In phase III (day 158), although the removal efficiency of iron was not affected with the increasing of manganese concentration, the abundance of IOB-Crenothrix in 0 m of the filter depth continuously decreased, while the abundance of IOB-Gallionella continuously increased, indicating that IOB-Gallionella was more able to adapt the high manganese condition than IOB-Crenothrix. When manganese in influent increased to about 10 mg/L, the growth rate of MnOB-Gallionella was faster than that of Crenothrix, and the abundance of Gallionella obviously increased with the increasing of manganese concentration. The abundance of Crenothrix increased in 0.8 m, but Crenothrix decreased in 0.4 m, because the total number of the microorganism increased.
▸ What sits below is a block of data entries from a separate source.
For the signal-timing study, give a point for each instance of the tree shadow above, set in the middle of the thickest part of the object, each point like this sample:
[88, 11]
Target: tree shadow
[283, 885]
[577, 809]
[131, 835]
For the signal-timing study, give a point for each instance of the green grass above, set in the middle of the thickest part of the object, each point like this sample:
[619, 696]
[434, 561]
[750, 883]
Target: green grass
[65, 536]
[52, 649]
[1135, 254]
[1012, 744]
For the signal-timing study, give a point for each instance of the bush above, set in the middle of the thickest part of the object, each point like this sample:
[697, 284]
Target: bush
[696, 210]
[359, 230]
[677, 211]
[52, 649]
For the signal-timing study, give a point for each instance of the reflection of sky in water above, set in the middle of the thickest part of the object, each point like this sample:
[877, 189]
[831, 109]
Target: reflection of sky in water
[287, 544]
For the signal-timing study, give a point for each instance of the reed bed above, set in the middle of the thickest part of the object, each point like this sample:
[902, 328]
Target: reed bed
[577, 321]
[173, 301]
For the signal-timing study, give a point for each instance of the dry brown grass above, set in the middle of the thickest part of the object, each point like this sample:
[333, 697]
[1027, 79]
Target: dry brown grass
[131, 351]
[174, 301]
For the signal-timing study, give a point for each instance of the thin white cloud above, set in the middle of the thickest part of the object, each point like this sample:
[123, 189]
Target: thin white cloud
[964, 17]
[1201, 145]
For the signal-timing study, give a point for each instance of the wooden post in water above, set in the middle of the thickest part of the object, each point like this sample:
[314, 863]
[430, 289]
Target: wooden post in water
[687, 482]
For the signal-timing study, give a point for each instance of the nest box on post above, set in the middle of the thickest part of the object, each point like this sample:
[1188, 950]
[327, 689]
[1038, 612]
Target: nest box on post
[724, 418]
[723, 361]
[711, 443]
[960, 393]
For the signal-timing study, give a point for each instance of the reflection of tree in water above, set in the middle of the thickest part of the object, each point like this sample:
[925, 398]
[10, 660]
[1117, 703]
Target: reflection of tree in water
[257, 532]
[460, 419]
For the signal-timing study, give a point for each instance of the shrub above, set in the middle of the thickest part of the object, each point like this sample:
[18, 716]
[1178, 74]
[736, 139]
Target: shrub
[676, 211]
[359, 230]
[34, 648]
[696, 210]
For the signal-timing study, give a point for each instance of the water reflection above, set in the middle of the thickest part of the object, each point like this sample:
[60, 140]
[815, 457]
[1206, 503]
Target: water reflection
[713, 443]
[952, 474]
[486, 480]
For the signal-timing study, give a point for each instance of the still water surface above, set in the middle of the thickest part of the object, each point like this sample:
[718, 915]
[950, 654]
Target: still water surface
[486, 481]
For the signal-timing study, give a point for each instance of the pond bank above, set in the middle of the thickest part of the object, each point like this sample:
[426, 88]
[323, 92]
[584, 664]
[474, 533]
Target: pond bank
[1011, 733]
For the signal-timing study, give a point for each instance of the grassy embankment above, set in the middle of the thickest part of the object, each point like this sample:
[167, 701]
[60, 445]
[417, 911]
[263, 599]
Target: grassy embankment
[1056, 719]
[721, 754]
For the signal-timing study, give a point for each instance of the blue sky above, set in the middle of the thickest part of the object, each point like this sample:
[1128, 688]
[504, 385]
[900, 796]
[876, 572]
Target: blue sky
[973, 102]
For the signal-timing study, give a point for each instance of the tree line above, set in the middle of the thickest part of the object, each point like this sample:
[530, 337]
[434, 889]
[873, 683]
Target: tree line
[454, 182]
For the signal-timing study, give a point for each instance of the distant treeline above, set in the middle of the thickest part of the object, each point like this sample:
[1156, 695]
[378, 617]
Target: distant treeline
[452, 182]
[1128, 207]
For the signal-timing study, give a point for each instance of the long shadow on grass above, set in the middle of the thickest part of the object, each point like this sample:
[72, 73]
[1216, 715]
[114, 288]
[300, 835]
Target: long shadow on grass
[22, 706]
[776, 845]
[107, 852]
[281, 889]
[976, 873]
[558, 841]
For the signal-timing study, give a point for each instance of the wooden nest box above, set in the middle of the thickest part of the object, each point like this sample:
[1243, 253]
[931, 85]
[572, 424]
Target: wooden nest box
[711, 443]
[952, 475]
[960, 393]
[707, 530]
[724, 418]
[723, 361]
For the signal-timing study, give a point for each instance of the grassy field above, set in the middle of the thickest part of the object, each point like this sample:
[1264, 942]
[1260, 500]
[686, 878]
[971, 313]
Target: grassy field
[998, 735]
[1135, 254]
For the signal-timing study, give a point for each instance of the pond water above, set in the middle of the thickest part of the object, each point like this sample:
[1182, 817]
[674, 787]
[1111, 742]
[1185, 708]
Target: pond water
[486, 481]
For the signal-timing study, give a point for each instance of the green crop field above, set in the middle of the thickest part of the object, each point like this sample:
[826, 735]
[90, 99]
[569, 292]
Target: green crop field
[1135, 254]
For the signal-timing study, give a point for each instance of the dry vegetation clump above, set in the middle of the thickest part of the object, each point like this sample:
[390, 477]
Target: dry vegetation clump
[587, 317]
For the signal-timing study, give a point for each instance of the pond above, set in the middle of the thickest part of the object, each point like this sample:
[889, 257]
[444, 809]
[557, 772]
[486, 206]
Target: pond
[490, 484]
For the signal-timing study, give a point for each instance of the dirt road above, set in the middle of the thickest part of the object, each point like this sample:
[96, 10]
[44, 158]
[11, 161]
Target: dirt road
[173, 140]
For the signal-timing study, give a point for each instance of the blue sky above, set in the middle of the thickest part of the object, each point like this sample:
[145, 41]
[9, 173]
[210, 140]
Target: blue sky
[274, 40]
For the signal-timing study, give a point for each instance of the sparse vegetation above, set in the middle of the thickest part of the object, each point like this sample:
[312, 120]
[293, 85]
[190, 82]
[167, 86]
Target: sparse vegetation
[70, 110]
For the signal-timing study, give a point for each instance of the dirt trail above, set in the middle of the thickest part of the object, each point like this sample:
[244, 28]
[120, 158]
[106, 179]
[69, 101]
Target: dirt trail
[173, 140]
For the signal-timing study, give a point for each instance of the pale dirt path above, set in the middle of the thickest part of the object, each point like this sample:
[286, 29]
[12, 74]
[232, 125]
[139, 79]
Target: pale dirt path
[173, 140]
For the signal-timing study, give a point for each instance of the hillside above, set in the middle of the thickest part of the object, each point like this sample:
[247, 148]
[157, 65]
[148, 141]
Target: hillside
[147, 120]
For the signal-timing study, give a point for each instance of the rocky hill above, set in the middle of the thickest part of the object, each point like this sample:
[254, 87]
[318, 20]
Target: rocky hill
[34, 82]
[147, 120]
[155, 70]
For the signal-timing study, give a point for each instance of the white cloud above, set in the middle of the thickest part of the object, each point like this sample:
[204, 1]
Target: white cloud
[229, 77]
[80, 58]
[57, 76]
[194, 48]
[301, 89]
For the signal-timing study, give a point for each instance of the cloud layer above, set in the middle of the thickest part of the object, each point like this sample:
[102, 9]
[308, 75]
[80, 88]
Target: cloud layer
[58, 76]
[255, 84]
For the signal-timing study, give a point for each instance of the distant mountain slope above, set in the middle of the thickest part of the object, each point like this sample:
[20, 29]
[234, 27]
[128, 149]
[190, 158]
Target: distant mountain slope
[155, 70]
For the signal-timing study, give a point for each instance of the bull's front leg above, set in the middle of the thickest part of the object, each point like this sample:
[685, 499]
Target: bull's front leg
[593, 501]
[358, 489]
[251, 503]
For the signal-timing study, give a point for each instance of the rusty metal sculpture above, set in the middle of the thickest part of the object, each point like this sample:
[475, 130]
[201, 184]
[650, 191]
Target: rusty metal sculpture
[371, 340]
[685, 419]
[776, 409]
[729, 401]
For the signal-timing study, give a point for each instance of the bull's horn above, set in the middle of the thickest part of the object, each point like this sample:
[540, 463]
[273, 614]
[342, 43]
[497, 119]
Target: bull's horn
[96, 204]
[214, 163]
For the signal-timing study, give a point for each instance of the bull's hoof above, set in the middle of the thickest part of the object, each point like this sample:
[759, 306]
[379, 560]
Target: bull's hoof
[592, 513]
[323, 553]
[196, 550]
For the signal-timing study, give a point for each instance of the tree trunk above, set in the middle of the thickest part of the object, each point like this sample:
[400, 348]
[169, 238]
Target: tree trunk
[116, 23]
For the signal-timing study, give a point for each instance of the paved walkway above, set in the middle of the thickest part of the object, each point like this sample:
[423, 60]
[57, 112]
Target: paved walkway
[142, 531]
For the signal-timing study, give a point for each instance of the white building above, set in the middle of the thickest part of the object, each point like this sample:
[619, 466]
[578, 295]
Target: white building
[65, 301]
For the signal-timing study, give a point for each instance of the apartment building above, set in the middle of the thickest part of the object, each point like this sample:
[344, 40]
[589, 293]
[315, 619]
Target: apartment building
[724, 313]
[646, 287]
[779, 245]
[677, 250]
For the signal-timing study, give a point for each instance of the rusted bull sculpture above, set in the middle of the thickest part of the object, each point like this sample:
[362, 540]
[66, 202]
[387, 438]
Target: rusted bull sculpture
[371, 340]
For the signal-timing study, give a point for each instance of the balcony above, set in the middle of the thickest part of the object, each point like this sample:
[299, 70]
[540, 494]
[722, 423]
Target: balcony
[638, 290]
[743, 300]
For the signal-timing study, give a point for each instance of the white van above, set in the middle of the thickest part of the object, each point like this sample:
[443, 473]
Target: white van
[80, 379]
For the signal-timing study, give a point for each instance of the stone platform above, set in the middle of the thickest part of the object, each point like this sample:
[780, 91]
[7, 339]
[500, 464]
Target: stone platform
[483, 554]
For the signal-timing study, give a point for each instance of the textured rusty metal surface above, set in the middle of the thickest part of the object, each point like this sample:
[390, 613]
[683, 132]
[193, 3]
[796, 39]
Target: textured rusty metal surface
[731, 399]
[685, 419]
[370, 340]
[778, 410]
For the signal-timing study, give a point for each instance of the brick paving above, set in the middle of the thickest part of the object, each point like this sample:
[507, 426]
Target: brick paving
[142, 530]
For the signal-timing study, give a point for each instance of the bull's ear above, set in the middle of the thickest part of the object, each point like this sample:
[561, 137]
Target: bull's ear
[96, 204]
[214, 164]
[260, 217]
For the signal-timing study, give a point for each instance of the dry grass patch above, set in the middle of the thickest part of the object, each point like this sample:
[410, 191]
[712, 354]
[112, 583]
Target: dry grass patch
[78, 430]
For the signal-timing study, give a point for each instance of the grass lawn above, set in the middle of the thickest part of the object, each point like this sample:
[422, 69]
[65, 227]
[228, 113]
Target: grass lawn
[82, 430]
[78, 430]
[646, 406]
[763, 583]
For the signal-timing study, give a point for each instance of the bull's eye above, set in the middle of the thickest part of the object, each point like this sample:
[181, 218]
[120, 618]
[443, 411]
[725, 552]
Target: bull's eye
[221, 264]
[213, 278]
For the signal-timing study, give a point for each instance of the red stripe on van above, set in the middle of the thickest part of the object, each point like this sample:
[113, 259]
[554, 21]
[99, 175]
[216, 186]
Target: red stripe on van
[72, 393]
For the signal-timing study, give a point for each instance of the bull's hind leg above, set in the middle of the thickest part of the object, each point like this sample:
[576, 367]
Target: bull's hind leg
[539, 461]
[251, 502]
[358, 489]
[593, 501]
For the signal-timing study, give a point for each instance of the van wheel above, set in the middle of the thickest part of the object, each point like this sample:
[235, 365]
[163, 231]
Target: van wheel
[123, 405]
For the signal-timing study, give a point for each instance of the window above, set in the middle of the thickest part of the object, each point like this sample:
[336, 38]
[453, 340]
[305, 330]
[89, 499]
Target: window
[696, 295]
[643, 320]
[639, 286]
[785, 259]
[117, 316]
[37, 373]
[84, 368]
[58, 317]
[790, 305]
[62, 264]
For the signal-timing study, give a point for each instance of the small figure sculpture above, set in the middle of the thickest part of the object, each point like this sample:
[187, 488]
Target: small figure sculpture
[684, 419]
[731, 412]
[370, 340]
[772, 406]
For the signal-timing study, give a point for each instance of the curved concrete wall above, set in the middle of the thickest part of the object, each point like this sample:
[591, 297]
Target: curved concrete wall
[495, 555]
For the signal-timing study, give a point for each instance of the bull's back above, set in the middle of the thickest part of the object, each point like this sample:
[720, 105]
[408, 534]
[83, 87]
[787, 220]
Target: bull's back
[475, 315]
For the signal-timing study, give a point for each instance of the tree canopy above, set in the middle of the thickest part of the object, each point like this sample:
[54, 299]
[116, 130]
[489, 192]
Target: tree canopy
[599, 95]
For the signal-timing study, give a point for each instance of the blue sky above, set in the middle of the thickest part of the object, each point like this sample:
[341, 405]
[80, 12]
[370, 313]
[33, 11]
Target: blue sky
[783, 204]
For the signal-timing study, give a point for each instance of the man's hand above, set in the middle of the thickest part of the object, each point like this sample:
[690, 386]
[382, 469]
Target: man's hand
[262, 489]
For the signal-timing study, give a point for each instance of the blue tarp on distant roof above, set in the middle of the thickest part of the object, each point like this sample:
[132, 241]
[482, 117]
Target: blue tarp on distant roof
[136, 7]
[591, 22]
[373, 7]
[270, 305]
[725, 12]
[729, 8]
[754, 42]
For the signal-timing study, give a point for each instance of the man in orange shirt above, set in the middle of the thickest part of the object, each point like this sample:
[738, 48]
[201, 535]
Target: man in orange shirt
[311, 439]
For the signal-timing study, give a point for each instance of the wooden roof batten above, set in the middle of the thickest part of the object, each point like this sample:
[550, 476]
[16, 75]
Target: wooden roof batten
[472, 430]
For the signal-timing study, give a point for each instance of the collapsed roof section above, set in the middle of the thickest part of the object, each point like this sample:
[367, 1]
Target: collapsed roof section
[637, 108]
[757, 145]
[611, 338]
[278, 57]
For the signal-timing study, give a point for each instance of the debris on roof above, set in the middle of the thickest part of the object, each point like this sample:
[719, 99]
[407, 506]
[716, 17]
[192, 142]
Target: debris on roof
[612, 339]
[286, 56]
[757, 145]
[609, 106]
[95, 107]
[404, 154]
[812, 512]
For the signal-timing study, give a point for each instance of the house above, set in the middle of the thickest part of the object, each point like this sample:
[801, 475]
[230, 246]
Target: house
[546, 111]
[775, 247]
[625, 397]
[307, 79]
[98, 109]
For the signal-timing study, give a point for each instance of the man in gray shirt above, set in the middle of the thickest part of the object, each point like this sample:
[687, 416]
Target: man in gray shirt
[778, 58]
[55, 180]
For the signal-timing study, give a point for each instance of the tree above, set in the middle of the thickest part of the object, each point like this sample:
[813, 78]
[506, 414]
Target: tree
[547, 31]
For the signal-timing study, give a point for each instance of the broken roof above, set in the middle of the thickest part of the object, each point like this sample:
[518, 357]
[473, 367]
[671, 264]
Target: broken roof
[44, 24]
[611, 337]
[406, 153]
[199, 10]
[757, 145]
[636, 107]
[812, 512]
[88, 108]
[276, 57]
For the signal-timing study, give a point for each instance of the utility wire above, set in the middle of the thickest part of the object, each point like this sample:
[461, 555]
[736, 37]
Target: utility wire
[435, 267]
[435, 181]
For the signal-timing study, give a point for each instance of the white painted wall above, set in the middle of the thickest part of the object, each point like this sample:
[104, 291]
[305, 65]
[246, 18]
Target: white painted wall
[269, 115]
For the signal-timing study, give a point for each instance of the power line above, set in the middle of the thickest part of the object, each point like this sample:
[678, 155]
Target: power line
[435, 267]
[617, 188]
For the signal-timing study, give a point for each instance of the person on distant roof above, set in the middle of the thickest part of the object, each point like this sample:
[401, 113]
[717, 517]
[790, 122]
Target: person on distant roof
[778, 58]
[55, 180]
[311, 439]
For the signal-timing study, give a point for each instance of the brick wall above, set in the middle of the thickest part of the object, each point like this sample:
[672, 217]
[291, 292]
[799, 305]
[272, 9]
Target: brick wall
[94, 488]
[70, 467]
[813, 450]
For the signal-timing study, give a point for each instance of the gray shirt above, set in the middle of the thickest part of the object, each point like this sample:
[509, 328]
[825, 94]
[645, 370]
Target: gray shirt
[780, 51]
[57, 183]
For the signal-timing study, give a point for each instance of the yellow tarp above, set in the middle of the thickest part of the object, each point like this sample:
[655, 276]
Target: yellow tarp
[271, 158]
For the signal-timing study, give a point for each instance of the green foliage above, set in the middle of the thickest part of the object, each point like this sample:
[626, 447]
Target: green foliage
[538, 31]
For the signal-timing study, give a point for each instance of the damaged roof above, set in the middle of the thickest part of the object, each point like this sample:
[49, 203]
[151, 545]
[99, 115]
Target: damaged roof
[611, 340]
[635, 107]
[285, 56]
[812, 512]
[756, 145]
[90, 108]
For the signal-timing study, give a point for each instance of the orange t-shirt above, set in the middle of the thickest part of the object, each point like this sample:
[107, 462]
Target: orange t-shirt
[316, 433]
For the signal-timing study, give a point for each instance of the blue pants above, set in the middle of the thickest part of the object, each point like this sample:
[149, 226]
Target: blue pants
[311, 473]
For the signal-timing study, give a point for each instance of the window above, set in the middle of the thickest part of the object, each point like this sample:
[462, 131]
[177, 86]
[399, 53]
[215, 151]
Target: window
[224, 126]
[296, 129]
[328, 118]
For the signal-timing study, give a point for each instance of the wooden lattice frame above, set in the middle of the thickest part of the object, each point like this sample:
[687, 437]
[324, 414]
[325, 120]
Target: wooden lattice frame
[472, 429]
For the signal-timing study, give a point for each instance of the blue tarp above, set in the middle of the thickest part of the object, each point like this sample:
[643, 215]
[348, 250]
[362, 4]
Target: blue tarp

The removal efficiency of ammonia along the filter depth and the half-life time of ammonia oxidation were hardly affected by manganese, but the abundance of AOB-Nitrosococcus in 0.8 m decreased because of the increasing of total number of the microorganism.

When manganese increased from 1 to 5 and 10 mg/L, iron and ammonia removal were not affected, while manganese increased in 0.4, 0.8 and 1.2 m of the filter depth. Biological ammonia oxidation followed a first order kinetic rate, while manganese oxidization was indeed first order except manganese in influent was about 10 mg/L. AOB, NOB, IOB, IOA, MnOB related to ammonia, iron and manganese removal were found in the biofilter. With the increasing of manganese concentration, IOB-Crenothrix was restrained, while IOB-Gallionella was promoted. The abundance of MnOB-Gallionella quickly increased, and MnOB-Crenothrix in 0.8 m increased, too, but decreased in 0.4 m. The abundance of Nitrosococcus in 0.4 and 0.8 m decreased because of the increasing of total number of the microorganism.